The Solar Decathlon is a biennial event hosted by the U.S. Department of Energy. It challenges college students from around the world to design and construct a solar-powered house and compete against other schools doing the same. The 2017 competition took place in Denver, Colorado. sustainNU staff member Audrey Steinbach traveled to Denver with the Northwestern team, House by Northwestern (HBN), and shared this account of her experience. Learn more about Northwestern’s entry at www.northwestern.house.
The 11 teams competing in the Solar Decathlon, including the Northwestern team, built their solar-powered houses on their home campuses, deconstructed them, shipped them to Denver, and then reassembled them. I arrived at the Solar Decathlon after all the teams had finished reconstructing their homes in the Solar Village. At first, I could not believe that all of the houses in the village were designed by students, each one remarkable in its way.
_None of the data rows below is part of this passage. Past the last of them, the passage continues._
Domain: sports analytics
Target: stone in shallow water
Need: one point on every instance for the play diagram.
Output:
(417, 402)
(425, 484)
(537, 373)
There was a water-smart house from UC Davis, a home with a fully operational hydroponics system inside from the University of Maryland, and a farmhouse from Missouri University of Science and Technology. These were just some of the houses that Enable, Northwestern’s entry, was up against in this two-week long competition.
My job was to help lead tours of Enable. At first, I was nervous, but after my first tour, I realized that I was so proud of this project that sharing my excitement with visitors came naturally. It was sunny and dry the first few days that the competition was open to the public – perfect weather for Enable’s solar panels to do their thing. The weekend flew by with thousands of people visiting the Solar Village and touring our house.
It snowed on Monday, October 9. This weather brought with it a slightly ominous feeling, as the most critical scores were coming up in the days following this blip in otherwise perfect weather. With the snow at the beginning of the week, and the Village closed to the public on Tuesday and Wednesday, there wasn’t much for a tour guide to do but wait.
The team received their first score for architecture. It was a bit lower than they had hoped for, but they did not seem disappointed. Everyone kept on working hard, knowing there were more contests and scores ahead. Although the air had slightly changed knowing that the competition was extremely stiff, the House by Northwestern (HBN) team was confident in Enable and its ingenuity.
After a few days off from showcasing the ultra-efficient and aesthetically pleasing features of Enable to the public, I returned to the Solar Village. The snow had melted, and the bright Denver sun had returned. When I got to the house, everyone was gathered together in the living room; an unusual start to the day.
As I walked in, I realized that I had interrupted Maggie Waldron, director of program operations, partnerships, and communications for HBN, during an important announcement. They told me to check out the countertop, which I had spent the last week telling strangers was made of 100 percent recycled glass. On the countertop sat the first place prize for communications for Enable and the HBN team. It seems that I was the last one to hear the news and I was ecstatic for the team and their hard work.
In the days that followed the sun continued to shine and Enable went on to win first place in market potential, no surprise to me as most everyone that I had given a tour of the house told me that they wanted to live in it. The team also took third place for engineering, a testament to the hard work and brilliance of our promising McCormick engineers.
As my time in Denver was coming to a close, I found myself not wanting to leave the company of the team. They had welcomed me into the fold as if I had been there since the very first days of the project and had taught me so much in just ten days. Alas, I said my goodbyes and headed to the airport knowing how lucky I was to work with such a passionate team.
The most humbling part of the Solar Decathlon was not the awards Northwestern took home, but rather the comradery of the students and their passion for cutting-edge solutions to the world’s problems. The unrelenting teamwork that the House by Northwestern team showed and the vision of uncompromising sustainability that Enable brought to this year’s Solar Decathlon was remarkable. Overall, it made for an unforgettable experience. Congratulations to the HBN team on their success and as always, go ‘Cats!